The Digital Differences In Americans
antdude writes "When the Pew Internet Project first studied the role of the internet in American life, there were big differences between those who were using the internet and those who weren't. Today, differences in internet access still exist, especially when it comes to access to high-speed broadband at home. From the article: 'Virtually every U.S. household with an annual income over $75,000 is online, but that’s only true for 63% of adults who live in a household with an annual income under $30,000. The numbers look quite similar for different education levels: 94% of adults with post-graduate degrees are online, but 57% of those without high school diplomas remain offline.
Beside the obvious economic barriers to entry, though, the Pew poll also found that half of those who don’t go online do so because they just don’t think “the Internet is relevant to them.” One in five of those who are not online today think that they just don’t know enough about technology to use the Internet on their own.'"
People earning less cash can afford less things! Who'da thought it?
If that's true, then who's misspelling the captions on all those cat pictures?
...are by definition below average intelligence.
Why would we think that 100% of people would be able to use the internet on their own? Or get a higher education for that matter?
Ever wonder why poor people have so babies?
If you remove the single largest factor for non-adoption (age), the rates are generally pretty high, and the other factors mentioned make less difference. That's why I wish these surveys focused more on multi-factor analysis instead of these easy-to-do but less-useful analyses where you just pull out single factors. Sure, people with lower incomes are less likely to be online, and people with lower educational attainment are less likely to be online, but those two factors also correlate strongly, and matter differently for different age cohorts. Which factors have independent effects after controlling for the others? That's the kind of analysis that would be more helpful...
So yes, 22% of Americans don't use the internet. But a large proportion of those are over 65: in that age group, 69% of people don't use the internet. That's just generational change.
If we look at young people, age 18-29, a full 94% use the internet.

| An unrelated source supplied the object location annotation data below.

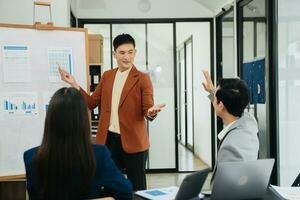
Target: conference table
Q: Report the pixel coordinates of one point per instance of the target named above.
(270, 195)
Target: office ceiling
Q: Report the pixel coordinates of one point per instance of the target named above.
(214, 5)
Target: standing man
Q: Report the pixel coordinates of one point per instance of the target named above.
(125, 97)
(238, 139)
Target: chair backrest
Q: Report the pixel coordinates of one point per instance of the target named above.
(297, 181)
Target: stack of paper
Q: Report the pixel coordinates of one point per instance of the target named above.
(166, 193)
(291, 193)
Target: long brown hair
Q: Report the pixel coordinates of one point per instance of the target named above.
(65, 161)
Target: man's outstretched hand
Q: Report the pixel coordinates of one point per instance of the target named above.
(68, 78)
(152, 112)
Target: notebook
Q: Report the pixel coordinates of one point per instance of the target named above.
(242, 180)
(190, 188)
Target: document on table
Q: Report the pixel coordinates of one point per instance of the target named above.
(166, 193)
(291, 193)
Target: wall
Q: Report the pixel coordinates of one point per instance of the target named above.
(288, 88)
(133, 9)
(23, 12)
(201, 60)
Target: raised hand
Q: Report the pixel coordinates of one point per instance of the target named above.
(152, 112)
(208, 86)
(68, 78)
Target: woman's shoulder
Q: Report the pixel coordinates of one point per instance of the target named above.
(100, 149)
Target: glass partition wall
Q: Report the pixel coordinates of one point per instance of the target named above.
(252, 64)
(288, 90)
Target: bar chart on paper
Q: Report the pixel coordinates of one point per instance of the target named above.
(60, 56)
(20, 104)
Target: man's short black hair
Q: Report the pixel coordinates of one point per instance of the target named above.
(234, 93)
(123, 39)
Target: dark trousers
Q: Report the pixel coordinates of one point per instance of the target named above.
(132, 164)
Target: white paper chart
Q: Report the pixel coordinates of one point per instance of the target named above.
(16, 66)
(19, 103)
(60, 56)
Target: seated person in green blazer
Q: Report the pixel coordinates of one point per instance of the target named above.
(67, 165)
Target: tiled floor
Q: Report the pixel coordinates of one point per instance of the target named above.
(187, 162)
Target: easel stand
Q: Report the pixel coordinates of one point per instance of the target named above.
(38, 25)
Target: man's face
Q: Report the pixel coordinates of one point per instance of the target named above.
(125, 55)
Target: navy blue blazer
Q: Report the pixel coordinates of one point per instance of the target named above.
(107, 176)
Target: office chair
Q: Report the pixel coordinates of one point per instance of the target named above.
(297, 181)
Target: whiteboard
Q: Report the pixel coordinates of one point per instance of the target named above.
(23, 100)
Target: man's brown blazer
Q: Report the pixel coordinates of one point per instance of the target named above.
(136, 99)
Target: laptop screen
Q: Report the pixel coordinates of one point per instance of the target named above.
(242, 180)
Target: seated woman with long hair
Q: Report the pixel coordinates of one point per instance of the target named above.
(67, 165)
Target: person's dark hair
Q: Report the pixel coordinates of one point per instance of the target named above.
(66, 148)
(234, 93)
(123, 39)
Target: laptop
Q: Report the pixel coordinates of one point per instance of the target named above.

There is probably some education/income effect in there, but a much weaker one: only 6% of total young people, even including the poorest and least educated in the statistics, don't use the internet.
Note also that educational attainment isn't separate from the age effect, because going to college used to be less common in my grandfather's generation than it is today, so there are some confounds baked into those numbers, too.
In short: Where are the goddamn crosstabs?!?
10 PRINT CHR$(205.5+RND(1)); : GOTO 10
I've got family that live out in the country, and their dial-up service was so slow and noisy that they could only reach 14.4Kbps for 5 minutes at a time. Naturally they dropped service and haven't tried it since.
"I don't know, therefore Aliens" Wafflebox1
I get all the gossip I need from my neighbors, bartenders, and hair stylist
“He’s not deformed, he’s just drunk!”
No, but I wonder why dumb people so many words.
Anonymous Coward wrote:
TV is for poorer, less educated people.
But then how are less educated people supposed to become more educated? NBC, ABC, CBS/CW, and My/Fox haven't been doing a lot of good in that respect IMO.
They're supposed to get federal government guaranteed loans for the maximum possible amount to attend training schools of course. Educational-industrial complex profit maximizing, etc.
"Science flies us to the moon. Religion flies us into buildings." - Victor Stenger
Only 44% of the residences which can get cable TV actually buy it. In comparison, 68% of US households have broadband access. (3% are still on dialup.) That's impressive reach for an industry that barely existed a decade ago.
Bear in mind that a significant fraction of the US population barely reads. 14% of the US adult population has "below basic literacy skills." They are not likely to find a computer very useful. Another 15% of Internet penetration and everyone who can read will be connected.
Measured by a different study, the most connected major countries are at 80%, +- 2%. The US and Japan are at 78%, Germany is at 80%, Korea is at 81%, and the UK is at 82%.
Idiots tend not to want to use the Internet as much
You must be going to a different Internet than I have been.
Homeless doesn't necessarily mean poor, and poor certainly doesn't necessarily mean homeless. Also, homeless people may not have internet access in their homes (since they don't have one) but they often do have access.